Technics is perhaps best known for the SL-1200 series of direct-drive turntables and the lovely SL-10 linear tracker, but they manufactured a huge range of machines, at varying price-points. The SL-23 is a belt-driven turntable with an FG (frequency generator) servo-controlled DC motor with IC drive.
Technics took belt-drive and added Japanese engineering, quality and refinement, taking the affordable belt-drive concept to the next level. The SL-23 features low rumble and wow & flutter, an S-shaped tonearm and automatic arm return and shut-off.
The deck comes with a combined moving magnet cartridge and head-shell and it’s a very decent sounding combination. The Sl-23 also features a strobe and vernier adjustment of both 33 and 45 rpm speeds, a very nice touch. The SL-23 was available as the SL-23K variant, with a black colourway.
The combined cartridge/headshell eliminates the need for alignment in two of three axes, but limits what can be done with this combination. In cases where users want a better cartridge, I often fit a Jelco HS-25, HS-50 or Ortofon SH-4 headshell and medium compliance cartridge better than the Technics EPC-270ED. It’s also possible to fit an AT-style cartridge to the factory headshell, with the right fasteners and this is a nice way to go.

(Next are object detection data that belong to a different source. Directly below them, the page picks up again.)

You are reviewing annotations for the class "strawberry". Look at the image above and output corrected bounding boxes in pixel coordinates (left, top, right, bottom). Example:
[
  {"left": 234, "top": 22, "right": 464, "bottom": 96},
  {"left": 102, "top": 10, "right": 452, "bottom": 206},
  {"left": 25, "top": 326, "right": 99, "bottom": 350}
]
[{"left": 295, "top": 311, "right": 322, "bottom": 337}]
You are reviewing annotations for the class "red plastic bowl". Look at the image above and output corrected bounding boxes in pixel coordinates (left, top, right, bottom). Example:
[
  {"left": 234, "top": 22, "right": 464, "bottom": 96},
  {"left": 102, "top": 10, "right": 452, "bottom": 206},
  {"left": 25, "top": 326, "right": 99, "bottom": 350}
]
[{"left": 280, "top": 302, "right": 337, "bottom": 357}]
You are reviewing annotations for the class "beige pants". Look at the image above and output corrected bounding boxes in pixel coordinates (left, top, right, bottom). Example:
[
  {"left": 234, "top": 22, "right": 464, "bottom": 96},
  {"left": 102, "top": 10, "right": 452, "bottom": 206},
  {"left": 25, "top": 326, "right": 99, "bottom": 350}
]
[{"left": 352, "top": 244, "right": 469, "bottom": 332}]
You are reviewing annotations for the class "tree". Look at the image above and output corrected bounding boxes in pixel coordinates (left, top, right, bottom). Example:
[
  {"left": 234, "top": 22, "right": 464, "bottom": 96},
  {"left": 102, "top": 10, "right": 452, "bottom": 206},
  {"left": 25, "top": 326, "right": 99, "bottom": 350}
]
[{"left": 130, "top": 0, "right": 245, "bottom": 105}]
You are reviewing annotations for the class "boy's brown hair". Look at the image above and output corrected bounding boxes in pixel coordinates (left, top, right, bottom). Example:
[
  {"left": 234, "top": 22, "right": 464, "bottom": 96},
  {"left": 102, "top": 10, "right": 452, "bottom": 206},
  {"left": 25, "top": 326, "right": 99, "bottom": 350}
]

Specifications, courtesy of Vinyl Engine:
Type: frequency generator servo turntable
Drive method: belt drive
Motor: DC motor
Turntable platter: aluminium die-cast
Speeds: 33 and 45rpm
Speed change: electronic
Pitch control: 6%
Wow and flutter: 0.05% WRMS
Tonearm: s-shaped tubular arm
Effective length: 220mm
Offset angle: 22 degrees
Stylus pressure range: 0 to 4g
Cartridge weight range: 3 to 8.5g
Dimensions: 135 x 428 x 348mm
The SL-23 is relatively easy to work on and doesn’t need much to keep it running well. Be aware that there are two different belts for the SL-23 based on the serial number, so it’s not a one size fits all situation. You’ll find belts on eBay, most of which are the wrong size. I fit premium rubber drive belts of the correct size for your deck, which makes a difference to how it runs, as all the little things do.
The other Issue with the SL-23 is the speed selector/power switch. The contacts become dirty and intermittent over time and the switch must be disassembled and properly serviced with the correct cleaners and lubricants. If you haven’t pulled one apart before and don’t own the precision tools needed, leave it alone. You’ll likely lose the microscopic ‘Jesus’ switch elements and the switch can NEVER work again, so be warned!
The Technics SL-23 is best summed up as a great little deck that performs incredibly well for the money. There aren’t too many decks selling for $200 – $300 that I could recommend and you’d need to spend around $1000 on something new to compete.
Pitch accuracy is very good for a belt drive machine, due to the servo-controlled drive motor and precision motor and platter. Bass is suitable weighty for a budget machine and sound staging is again very good for what you pay for one of these.
As usual, the Technics EPC-270ED cartridge is a great sounding transducer, really worth keeping in my opinion. I fit premium Japanese stylii when I can get them and these always sound lovely, easily beating the Ortofon 2M Red for example.
The Technics SL-23 is a lovely turntable and I highly recommend you keep an eye out for one if you want a good, affordable and well-engineered deck. A secondhand SL-23 is a far better option, for far less money than a new machine at say $500 – $750, plus you get a vintage hi-fi classic, some Japanese hi-fi heritage and it’s a Technics, so you know it’s good!